Space had also received $1,000 from the Democratic Freshman PAC in July, the controversial political action committee headed by a longtime Washington, DC, rainmaker. Another lobbyist associated with that PAC was forced out, after majorityap.com noted he had been accused of using his prowess as a campaign fundraiser to gain access to members of Congress.

The Ohio Democrat’s latest financial report states he has received more than $500320 in donations from political action committees since the beginning of the year, representing a host of special interests. The majority of those special interests have full-time lobbyists who, as a rule, personally present checks from those PACs at events attended by members of Congress, such as Space.

In 2006, Space made ethics and lobbying reform a centerpiece of his campaign platform. He signed a pledged that year, vowing if elected he will accept “no gifts from lobbyists, no trips from lobbyists,” and “no meals from lobbyists.”

In addition to his own pledge, Space called for an all-out “ban (on) contributions from lobbyists.”

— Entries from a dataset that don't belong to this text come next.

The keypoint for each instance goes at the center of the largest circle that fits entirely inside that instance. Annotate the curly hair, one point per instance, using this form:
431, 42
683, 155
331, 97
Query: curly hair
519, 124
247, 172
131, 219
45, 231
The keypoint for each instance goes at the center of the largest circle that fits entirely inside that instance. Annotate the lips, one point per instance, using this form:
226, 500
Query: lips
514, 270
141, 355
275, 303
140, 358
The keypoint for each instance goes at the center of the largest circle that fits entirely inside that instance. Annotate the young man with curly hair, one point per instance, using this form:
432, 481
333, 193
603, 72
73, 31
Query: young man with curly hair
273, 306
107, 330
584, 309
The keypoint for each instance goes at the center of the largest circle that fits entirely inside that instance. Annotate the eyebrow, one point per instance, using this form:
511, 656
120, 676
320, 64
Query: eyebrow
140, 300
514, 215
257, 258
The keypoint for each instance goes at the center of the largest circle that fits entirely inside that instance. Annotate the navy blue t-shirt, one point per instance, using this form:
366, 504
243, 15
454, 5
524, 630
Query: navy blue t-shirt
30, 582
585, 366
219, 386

Space has had repeated trouble keeping that pledge.

In April, 2006, the Cleveland Plain Dealer reported Space “accepted a $2,000 campaign contribution from John J. Cafaro of Youngstown, who pleaded guilty to illegally giving cash and gifts to former congressman Jim Traficant and was fined $150,000.” Traficant, D-OH, is currently serving an eight year prison sentence after being convicted in 2002 on ten counts of racketeering, bribery and fraud.

Following the public controversy, Space was forced to return Cafaro’s donation.

Space returned another contribution earlier this year, according to his July 15 report. Vic Fazio, a former member of Congress and a lobbyist with the Washington, DC, firm of Akin Gump Strauss Hauer & Feld, gave Space $500 on March 27, 2007. Space returned the contribution to Fazio on April 13.

But according to Space’s October filing, he no longer returns checks to lobbyists, a violation of that election year promise.